‘Smoke Ready Week’ prepares community for wildfire season

SPOKANE, Wash. — A big concern heading into wildfire season is the risk that comes for thousands living in rural areas. A risk we all face—wildfire smoke.

A second ‘Smoke Ready Week’ is in full swing, hosted by Spokane Regional Clean Air Agency. We can’t predict how the wildfire season will play out, but something we can control is how we prepare.

Lisa Woodard is the Director of Communication & Outreach at Spokane Regional Clean Air Agency. With the second annual Smoke Ready week, they have one focus.

“Our goal is to get people the tools and resources so they can prepare,” explained Woodard.

First and foremost, our community needs to know how to get air quality information constantly, because conditions change rapidly and for many, their health depends upon it. The Spokane Regional Clean Air Agency website will always be kept up to date.

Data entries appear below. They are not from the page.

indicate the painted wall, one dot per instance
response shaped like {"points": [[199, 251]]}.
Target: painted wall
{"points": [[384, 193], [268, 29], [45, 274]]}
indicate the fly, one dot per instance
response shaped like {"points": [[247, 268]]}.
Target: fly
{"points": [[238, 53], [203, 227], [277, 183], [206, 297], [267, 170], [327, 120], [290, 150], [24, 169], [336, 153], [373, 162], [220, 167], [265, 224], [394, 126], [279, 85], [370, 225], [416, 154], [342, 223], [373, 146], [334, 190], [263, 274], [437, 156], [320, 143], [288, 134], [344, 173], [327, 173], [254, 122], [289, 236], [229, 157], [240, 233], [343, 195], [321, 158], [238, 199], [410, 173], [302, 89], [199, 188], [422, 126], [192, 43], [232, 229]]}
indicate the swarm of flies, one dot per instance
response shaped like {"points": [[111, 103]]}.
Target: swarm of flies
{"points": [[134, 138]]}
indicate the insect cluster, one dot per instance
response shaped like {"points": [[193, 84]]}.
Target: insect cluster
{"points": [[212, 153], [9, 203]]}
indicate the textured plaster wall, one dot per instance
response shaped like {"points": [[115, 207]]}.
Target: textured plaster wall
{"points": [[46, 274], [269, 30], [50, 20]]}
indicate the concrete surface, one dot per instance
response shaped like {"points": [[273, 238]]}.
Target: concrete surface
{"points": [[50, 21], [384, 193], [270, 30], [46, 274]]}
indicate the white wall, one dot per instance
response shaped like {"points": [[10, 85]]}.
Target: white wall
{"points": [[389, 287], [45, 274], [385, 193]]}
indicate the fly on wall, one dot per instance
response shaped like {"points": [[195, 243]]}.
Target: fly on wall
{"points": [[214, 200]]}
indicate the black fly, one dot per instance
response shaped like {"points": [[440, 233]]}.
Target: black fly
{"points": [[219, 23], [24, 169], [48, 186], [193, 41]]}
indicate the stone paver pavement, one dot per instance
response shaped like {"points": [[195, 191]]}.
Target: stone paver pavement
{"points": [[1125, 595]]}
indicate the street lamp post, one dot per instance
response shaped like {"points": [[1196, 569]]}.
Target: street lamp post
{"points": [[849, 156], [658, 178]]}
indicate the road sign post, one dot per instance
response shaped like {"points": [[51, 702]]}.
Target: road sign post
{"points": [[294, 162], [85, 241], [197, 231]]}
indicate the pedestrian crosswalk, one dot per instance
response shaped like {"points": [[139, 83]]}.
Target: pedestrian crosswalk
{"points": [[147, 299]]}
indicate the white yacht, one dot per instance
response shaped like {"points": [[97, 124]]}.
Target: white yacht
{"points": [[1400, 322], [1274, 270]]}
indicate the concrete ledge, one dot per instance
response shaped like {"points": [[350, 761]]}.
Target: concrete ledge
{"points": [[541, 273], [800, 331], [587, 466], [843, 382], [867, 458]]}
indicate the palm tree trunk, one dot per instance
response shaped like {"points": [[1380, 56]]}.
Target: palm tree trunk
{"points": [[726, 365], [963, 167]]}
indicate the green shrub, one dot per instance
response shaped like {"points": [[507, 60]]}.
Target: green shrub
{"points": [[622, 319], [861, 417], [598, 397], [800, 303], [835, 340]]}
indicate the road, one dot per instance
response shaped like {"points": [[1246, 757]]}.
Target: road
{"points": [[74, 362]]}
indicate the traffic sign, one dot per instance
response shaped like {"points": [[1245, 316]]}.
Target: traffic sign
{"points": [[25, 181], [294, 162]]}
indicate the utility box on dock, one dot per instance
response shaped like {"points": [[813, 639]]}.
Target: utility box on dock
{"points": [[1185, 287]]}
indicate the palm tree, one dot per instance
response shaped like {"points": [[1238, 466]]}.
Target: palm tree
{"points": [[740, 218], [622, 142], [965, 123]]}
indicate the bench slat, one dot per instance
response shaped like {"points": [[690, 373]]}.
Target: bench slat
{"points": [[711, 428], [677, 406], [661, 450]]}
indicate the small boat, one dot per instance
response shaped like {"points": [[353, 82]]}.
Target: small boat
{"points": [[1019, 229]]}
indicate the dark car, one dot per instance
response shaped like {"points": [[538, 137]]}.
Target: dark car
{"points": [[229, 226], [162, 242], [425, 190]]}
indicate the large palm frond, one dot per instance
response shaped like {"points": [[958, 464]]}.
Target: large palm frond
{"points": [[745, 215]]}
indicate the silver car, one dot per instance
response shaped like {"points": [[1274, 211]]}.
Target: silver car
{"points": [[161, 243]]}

Woodard explains, “These particles are so small they bypass our body’s defense systems and they get in through our bloodstream, and in through our lungs where they can scar and damage lung tissue.” The health impacts are real, and those most at risk are adults over 65, pregnant women, those with pre-existing health conditions, and children.

“Children breathe 50% more air than adults & their lungs are still developing,” said Woodard.

By this point, most of us know to stay indoors on smoky days, but something you might not have considered is that what you’re doing inside matters, too.

“Another thing about keeping your indoor air as clean as possible is not adding to the pollution in your home: candles, dusting, vacuuming, frying food on the stove, all of these things add to pollutants in the home,” explained Woodard.

Right now, our drought makes this upcoming season even more concerning. Chief Brian Schaeffer with Spokane Fire said, “Our partners at [the National Oceanic and Atmospheric Administration] have been telling us, it’s lining up to be a very dangerous situation for eastern Washington — but especially Spokane.”

No matter how many times fire agencies tell us to be careful about our own personal fires, they see the same thing every year.

“It was only a small fire, and 80 acres later, or 50 acres later, or a building or a garage later and the consequences are completely predictable,” said Schaeffer. “If it’s predictable, it’s preventable.”